By Aduragbemi Omiyale
Business activities in Nigeria, especially in the private sector, witnessed the weakest rate of improvement in June, a report from Stanbic IBTC Bank has revealed.
This was attributed to the recent challenges around cash shortages as it affected new order growth, causing a renewed decline in output in the period under review.
In its Purchasing Managers’ Index (PMI) for the month, the lender said the Nigerian private sector recorded 50.9 points, lower than the 53.9 points achieved in May, signalling a 24th successive monthly improvement in business conditions in Nigeria’s private sector, though the weakest improvement for 17 months. Any reading below the 50.0-point mark means deterioration.
The report stated that central to the moderation last month was a renewed contraction in output which fell for the first time in 19 months. Although marginal overall, the latest fall contrasted with sharp expansions in recent months. Firms overwhelmingly blamed weaker inflows of new work, but there were also mentions of cash shortages.
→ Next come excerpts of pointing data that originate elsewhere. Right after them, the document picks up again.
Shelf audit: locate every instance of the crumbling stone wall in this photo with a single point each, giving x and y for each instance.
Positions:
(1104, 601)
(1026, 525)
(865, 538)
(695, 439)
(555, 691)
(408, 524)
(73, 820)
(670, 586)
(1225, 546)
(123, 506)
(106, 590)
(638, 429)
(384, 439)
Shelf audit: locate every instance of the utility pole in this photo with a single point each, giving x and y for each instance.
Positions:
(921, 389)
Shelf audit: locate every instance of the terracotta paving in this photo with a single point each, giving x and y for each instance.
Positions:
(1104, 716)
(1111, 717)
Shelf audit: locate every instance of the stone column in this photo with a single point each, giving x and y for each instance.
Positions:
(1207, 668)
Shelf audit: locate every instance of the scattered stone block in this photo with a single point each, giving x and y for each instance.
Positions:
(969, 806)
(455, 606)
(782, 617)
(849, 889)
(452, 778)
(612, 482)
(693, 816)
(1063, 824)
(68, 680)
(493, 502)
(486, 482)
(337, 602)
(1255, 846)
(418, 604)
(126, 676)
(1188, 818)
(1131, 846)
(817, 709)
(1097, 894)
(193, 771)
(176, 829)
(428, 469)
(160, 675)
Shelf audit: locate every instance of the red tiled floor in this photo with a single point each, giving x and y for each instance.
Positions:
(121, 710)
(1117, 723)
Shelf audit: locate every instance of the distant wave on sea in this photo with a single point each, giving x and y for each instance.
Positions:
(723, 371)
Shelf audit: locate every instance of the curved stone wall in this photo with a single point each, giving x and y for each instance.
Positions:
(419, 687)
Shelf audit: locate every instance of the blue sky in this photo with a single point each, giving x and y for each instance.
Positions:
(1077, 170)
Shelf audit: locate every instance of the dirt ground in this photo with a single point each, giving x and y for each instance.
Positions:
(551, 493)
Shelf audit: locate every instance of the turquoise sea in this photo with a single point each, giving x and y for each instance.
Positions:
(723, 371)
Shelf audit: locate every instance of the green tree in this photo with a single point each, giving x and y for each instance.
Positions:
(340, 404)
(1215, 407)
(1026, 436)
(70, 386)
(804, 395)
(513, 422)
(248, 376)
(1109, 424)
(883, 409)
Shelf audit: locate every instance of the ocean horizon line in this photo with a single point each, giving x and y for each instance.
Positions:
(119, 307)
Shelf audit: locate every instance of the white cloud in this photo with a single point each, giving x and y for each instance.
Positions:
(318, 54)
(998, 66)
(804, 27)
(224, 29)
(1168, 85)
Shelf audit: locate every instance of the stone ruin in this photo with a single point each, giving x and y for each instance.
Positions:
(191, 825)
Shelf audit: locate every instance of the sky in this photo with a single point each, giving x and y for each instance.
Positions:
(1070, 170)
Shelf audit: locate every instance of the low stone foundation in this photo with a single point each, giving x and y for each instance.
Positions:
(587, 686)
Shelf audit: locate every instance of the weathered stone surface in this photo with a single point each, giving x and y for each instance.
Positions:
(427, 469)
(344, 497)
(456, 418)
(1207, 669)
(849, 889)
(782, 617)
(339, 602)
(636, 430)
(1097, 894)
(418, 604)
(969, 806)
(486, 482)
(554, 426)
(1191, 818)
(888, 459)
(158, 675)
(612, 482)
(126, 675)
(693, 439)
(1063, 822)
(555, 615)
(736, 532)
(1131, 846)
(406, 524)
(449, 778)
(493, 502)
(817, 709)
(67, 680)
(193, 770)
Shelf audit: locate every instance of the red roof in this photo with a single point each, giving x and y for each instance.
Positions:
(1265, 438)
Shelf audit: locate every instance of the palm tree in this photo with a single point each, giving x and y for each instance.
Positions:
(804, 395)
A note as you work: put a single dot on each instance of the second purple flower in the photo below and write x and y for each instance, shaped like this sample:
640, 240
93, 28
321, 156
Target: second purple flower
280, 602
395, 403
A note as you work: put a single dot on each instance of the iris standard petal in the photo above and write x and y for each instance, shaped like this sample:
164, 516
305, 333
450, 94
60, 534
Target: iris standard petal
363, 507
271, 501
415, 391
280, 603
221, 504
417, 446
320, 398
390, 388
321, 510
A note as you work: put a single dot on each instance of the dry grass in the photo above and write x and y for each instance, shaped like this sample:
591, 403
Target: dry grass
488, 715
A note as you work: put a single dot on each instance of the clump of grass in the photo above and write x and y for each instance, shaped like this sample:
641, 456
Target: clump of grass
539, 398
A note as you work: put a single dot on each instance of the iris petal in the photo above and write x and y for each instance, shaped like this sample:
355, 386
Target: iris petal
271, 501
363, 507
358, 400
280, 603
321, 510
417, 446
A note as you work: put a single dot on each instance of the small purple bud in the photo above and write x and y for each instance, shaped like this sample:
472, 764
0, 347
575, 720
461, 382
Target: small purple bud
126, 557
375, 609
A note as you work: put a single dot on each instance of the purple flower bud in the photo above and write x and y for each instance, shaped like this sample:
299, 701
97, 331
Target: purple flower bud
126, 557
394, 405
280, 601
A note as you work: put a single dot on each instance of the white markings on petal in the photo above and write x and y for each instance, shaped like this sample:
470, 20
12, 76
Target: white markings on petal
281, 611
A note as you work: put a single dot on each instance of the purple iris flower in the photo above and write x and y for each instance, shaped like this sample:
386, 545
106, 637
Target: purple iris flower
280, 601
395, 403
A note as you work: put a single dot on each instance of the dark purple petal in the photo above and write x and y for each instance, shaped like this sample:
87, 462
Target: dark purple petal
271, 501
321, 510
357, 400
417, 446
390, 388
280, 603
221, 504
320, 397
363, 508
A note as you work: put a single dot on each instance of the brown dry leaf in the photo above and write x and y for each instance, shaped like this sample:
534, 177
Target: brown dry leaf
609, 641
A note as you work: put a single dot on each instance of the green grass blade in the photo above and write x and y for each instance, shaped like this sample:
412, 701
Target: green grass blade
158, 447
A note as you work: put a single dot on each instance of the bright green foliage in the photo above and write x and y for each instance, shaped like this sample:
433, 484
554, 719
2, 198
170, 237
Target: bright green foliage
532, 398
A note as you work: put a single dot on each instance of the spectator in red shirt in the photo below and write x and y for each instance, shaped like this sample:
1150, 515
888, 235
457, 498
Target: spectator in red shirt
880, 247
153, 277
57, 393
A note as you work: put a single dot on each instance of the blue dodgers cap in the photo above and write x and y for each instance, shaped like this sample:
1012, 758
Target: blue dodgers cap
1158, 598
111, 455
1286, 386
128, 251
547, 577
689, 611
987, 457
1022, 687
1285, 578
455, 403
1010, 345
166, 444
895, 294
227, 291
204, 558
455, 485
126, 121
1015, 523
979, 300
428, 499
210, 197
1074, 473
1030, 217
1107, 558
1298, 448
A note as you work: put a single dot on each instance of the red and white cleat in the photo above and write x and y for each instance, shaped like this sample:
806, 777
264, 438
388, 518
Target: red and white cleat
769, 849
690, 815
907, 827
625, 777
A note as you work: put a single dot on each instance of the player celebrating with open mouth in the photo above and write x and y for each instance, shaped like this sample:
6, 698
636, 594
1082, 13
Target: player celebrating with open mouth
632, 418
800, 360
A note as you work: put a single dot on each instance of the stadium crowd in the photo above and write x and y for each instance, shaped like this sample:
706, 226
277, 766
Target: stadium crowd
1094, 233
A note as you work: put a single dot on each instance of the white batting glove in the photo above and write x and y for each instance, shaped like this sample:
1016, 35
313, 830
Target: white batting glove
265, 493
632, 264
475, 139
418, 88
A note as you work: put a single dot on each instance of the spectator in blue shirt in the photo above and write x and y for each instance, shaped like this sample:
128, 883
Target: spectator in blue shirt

Meanwhile, new orders rose for the twenty-fourth month in a row. The rate of growth was marginal and eased to the softest in this sequence, however, as elevated costs deterred some clients from placing orders.
Turning to prices, overall input price inflation quickened from May and was the fourth- steepest in the series’ history. Firms reported higher purchase costs (particularly for fuel and raw materials) and rising staff costs.
Subsequently, and in line with weaker inflows of new work, purchasing activity rose at the weakest pace since January 2021. Stocks of purchases continued to rise sharply, however, and at a rate that was in line with the long-run series average.
Staffing levels rose for the seventeenth month in succession during June amid efforts to boost output. That said, the rate of growth was modest with some firms engaging in restructuring efforts.
Modest expansions in new business, paired with another uptick in headcounts led to a twenty-fifth successive reduction in backlogs. Shortages of some key parts resulted in the weakest decline in backlogs for 17 months, however.
Finally, sentiment regarding output in the year ahead remained firmly in positive territory in June. Although, there were some signs that soaring inflation weighed slightly on hopes with the degree of optimism moderating from May.